Findada a ditadura militar na década de 80, através da pressão popular, o Brasil passa a viver uma redemocratização, marcada pela constituição de 1988. Em 1989, Fernando Collor de Mello (Partido da Reconstrução Nacional – PRN) foi eleito nas primeiras eleições presidenciais livres e diretas pós-ditadura. Seu governo foi breve, pois renunciou a presidência em 1991, devido a escândalos de corrupção e financiamento ilegal da sua campanha, para evitar um impeachment. Seu vice Itamar Franco (PRN na época) assumiu o governo e terminou a gestão. Na sequência, em 1995, foi eleito Fernando Henrique Cardoso (Partido da Social Democracia Brasileira – PSDB), sendo reeleito em 1998, terminado sua gestão em 2002. Em 2003, o Brasil elegeu pela primeira vez um candidato ligado a um partido de esquerda, Luiz Inácio Lula da Silva (Partido dos Trabalhadores – PT), que reeleito governou por dois mandatos. Em 2010, Lula indicou para a sua sucessão Dilma Roussef (PT), a primeira mulher eleita presidente na história do Brasil. O primeiro mandato foi cumprido até o seu fim. Reeleita em 2014, Dilma Roussef sofreu impeachment em 2016, através de um golpe jurídico, parlamentar e midiático, onde assumiu seu vice Michel Temer (PMDB) que seguiu o mandato até o final. 

Em paralelo com esse movimento político que acontecia no Brasil, de eleição de um governo mais progressista, no mundo havia uma reorganização para uma “nova direita” que combinava o liberalismo econômico com autoritarismo social. Na América Latina, esses movimentos direitistas sofreram um esgotamento ao final dos anos 1990, o que permitiu a ascensão de governos progressistas culminando em uma falsa ilusão de que o neoliberalismo não era mais um problema. Mas ele retornou mundialmente como um movimento contrário ao progressismo e sem compromisso algum com a democracia (Freitas, 2018).

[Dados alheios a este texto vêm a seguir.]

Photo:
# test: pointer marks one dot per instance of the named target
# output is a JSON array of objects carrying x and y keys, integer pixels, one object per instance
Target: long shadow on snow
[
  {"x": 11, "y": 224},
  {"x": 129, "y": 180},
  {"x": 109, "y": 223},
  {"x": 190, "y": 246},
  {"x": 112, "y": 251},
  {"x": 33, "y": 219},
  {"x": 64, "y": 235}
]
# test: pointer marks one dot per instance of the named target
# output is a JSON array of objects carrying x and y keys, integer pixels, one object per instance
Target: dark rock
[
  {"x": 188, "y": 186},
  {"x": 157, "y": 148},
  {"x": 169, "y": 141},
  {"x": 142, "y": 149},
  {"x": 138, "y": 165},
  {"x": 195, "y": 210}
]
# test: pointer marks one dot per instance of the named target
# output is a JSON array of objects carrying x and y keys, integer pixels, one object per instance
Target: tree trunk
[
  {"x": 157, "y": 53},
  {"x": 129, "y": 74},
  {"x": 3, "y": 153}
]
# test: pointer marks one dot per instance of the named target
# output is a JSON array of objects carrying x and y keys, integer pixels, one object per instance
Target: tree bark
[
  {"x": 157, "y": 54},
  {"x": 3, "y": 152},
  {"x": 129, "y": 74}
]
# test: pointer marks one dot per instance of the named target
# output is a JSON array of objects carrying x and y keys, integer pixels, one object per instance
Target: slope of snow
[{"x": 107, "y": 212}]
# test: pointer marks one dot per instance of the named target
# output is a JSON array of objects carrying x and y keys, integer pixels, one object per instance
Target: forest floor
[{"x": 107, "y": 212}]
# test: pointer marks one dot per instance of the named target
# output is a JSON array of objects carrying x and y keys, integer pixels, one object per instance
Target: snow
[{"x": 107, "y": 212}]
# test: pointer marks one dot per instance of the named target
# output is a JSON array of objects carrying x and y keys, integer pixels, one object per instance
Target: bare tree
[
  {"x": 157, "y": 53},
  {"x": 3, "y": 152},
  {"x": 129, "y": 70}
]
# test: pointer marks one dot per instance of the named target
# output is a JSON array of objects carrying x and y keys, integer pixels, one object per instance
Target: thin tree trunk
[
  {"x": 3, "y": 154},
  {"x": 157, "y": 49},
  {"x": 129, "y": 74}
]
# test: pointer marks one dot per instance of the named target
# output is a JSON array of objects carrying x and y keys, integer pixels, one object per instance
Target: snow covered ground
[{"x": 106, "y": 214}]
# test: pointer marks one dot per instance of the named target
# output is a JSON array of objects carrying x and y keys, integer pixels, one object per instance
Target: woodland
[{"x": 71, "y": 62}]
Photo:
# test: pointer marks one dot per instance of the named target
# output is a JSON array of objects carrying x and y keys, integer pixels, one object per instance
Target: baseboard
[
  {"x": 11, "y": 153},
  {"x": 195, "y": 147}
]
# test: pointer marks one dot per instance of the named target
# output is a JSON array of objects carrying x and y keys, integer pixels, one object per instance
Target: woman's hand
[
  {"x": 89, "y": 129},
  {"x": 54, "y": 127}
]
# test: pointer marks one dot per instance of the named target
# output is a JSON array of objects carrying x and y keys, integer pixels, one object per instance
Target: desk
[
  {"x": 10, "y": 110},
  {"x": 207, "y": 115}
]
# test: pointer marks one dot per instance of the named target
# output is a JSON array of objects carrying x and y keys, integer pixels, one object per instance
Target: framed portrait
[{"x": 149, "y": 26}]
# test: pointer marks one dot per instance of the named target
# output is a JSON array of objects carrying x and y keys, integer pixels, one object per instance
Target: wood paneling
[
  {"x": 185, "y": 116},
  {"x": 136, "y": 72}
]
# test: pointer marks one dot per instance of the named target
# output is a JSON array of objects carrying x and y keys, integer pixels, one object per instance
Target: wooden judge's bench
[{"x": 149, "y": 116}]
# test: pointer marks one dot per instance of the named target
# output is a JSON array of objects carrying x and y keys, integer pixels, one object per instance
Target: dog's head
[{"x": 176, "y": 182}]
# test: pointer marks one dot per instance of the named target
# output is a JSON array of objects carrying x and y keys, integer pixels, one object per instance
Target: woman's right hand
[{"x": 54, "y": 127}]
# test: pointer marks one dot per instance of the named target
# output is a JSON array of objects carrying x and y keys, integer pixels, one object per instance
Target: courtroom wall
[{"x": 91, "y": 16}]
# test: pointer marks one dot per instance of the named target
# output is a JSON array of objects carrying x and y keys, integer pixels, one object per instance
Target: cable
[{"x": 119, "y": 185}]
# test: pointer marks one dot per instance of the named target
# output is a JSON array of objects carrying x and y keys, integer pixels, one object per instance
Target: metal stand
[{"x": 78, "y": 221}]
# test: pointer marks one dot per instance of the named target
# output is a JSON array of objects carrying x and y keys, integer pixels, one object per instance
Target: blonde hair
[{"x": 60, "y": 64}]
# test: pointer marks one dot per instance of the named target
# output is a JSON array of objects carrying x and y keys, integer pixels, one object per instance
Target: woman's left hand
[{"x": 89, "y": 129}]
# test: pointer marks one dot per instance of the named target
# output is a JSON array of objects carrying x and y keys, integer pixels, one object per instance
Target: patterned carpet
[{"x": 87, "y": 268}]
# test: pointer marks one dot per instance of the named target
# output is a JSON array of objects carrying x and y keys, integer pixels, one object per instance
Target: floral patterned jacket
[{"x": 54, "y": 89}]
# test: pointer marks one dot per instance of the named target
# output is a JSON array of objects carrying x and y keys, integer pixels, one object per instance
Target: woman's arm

Enquanto isso no Brasil, após treze anos de coalizão petista, a “nova direita” somada a outras vertentes organizou o golpe de 2016, por dentro da democracia liberal. Oito anos se passaram do golpe, porém fica cada vez mais claro seu propósito à medida que podemos observar as transformações sendo concretizadas nas políticas sócio-econômicas do País.

Descrever o Golpe de 2016 não é tarefa fácil, porém contribui muito na compreensão das políticas que estão sendo aplicadas à educação brasileira. Sob a ótica marxista  dar-se-á esta análise, porém extrapolando o conflito de classes, adotando-se aqui a análise a partir do conflito distributivo, pelo acúmulo de riquezas, que envolvem diversas classes e frações. Foi e ainda está sendo um processo complexo, haja vista que as alianças políticas mudam constantemente, mas os conflitos de classe desse processo nem sempre se deixam apresentar, estando muitas vezes mascarados. Por exemplo, o caso dos banqueiros que em nome do aumento dos lucros, não explicitado, defendem a elevação da taxa de juros utilizando o combate à inflação como desculpa. Nos partidos políticos a tática é parecida. Em nome da defesa do “cidadão de bem” e do país, partidos políticos das pequenas burguesias, burgueses ou de classe média se apresentam como defensores destes. No golpe o discurso utilizado por estes atores foi o combate a corrupção, colocando o PT como partido corrupto a ser combatido, quando na verdade a intenção era antes de tudo, desarticular as investigações e salvarem suas próprias peles. (Junior, 2016). 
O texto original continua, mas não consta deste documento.